All of the diplomats have access to information compiled by the IAEA, and demanded anonymity in exchange for discussing confidential matters with the AP.
Iran informed the IAEA only in September that it was building the facility near Qom, leading the U.S., British and French leaders to denounce Tehran for keeping its existence secret. IAEA inspectors visited the plant last month.
Iran says it fulfilled its legal obligations over when it revealed the plant's construction, though IAEA chief Mohamed ElBaradei has said Tehran was "outside the law" and should have informed his agency when the decision to construct was made.
Western officials suspicious of Tehran's nuclear program believe the Islamic Republic only decided to inform the IAEA after it became convinced that the plant's existence had been noted by foreign intelligence services.
The Qom facility is the second known Iranian plant designed for enrichment.
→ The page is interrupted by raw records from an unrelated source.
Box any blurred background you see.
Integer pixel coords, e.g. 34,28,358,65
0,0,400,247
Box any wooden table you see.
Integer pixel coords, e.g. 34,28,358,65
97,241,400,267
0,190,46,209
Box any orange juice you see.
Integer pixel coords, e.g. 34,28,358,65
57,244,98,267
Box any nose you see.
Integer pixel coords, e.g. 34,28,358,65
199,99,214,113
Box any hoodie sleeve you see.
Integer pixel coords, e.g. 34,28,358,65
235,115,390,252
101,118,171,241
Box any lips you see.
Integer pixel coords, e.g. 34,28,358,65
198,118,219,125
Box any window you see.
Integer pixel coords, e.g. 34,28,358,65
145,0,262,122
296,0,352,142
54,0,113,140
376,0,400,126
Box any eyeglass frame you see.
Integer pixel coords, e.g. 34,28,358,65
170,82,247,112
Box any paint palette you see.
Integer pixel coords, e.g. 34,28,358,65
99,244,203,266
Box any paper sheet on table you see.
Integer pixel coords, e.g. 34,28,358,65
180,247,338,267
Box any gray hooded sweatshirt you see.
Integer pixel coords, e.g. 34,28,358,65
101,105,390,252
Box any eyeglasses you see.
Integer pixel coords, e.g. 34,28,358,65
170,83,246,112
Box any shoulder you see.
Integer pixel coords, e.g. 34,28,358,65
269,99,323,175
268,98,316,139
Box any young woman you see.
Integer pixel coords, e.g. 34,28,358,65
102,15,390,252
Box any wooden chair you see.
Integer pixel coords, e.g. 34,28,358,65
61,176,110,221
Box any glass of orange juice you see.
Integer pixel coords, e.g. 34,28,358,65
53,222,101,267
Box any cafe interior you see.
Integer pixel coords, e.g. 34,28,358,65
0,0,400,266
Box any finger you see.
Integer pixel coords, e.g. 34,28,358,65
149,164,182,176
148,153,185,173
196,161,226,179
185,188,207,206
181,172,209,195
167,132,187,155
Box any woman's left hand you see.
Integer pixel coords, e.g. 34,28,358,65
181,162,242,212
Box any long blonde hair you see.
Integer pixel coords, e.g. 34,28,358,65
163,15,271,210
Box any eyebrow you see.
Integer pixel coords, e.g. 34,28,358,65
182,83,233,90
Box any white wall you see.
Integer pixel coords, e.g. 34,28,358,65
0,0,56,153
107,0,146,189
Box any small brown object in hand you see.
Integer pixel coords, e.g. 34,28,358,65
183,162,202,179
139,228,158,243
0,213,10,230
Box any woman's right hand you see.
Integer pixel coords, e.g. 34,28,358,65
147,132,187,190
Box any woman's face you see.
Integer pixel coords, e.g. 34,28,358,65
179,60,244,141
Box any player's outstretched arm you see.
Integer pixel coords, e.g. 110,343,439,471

The first facility at Natanz, revealed by Iranian dissidents in 2002, has since grown to house around 9,000 centrifuges and has churned enough low-enriched uranium to turn into material for one or two nuclear warheads.
Low-enriched material is suitable for what Iran says will be a nationwide nuclear power grid. But that stockpile can be enriched further to weapons grade warhead material.
After years of expansion, the Natanz program, which relies on antiquated centrifuges based on black market imports, appears to be running into problems associated with increasing the number of operating centrifuges.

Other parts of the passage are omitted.